Pour Edwin Palma, la structure institutionnelle a historiquement été axée sur une vue technique et commerciale qui, bien que nécessaire, a laissé de côté des voix fondamentales du paysage énergétique, à savoir les travailleurs. Selon lui, l’inclusion d’acteurs sociaux et territoriaux ne ferait pas que richir le débat , elle faciliterait également une transition juste et durable.
Selon ses arguments, il est urgent que ceux qui exercent , entretiennent et garantissent la prestation du service au quotidien aient une participation directe et continue dans les discussions réglementaires . “Nous allons insister sur le fait que les travailleurs aient un siège à la Creg . On ne peut pas continuer à réguler sans tenir compte de ceux qui rendent possible la prestation du service quotidien”, a-t-il affirmé.
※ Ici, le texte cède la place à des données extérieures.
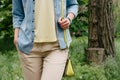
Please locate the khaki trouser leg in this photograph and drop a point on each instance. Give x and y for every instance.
(53, 65)
(31, 66)
(49, 66)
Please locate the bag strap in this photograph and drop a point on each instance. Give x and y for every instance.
(65, 31)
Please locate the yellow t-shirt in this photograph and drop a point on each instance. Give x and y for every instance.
(45, 30)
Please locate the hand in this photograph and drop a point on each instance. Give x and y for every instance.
(64, 23)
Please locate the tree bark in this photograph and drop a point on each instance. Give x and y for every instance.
(101, 29)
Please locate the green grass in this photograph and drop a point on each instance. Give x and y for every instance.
(10, 66)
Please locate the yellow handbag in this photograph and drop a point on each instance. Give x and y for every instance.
(68, 68)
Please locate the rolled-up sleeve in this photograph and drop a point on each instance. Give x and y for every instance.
(17, 13)
(72, 7)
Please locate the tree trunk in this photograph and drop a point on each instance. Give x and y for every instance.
(101, 29)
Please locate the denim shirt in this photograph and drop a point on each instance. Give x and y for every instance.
(23, 18)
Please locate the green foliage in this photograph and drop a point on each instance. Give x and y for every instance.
(10, 66)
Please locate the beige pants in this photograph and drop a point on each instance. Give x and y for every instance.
(47, 65)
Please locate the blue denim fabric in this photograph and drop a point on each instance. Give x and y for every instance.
(23, 18)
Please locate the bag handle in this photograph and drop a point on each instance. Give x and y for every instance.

Le ministre a clarifié que la construction d’une nouvelle loi visant à réduire les tarifs ne pouvait pas se faire depuis des bureaux isolés ni sous l’angle exclusif du marché. Pour lui, il est indispensable que cette procédure soit inclusive , large et délibérative . “La loi sur la réduction des tarifs d’énergie doit être construite entre tous les secteurs , pas seulement depuis les gremios ou le gouvernement national, mais aussi avec les utilisateurs, les universités, les leaders sociaux et les communautés organisées”, a-t-il déclaré.
En somme, la voie à suivre pour le secteur énergétique en Colombie dépendra d’un dialogue constructif et de l’engagement de tous les acteurs impliqués. La transition énergétique doit être inclusive et adaptée aux besoins des Colombiens, tout en favorisant des solutions durables. Les défis à relever sont nombreux, mais avec une participation accrue de toutes les parties prenantes, un avenir énergétique plus équitable est possible.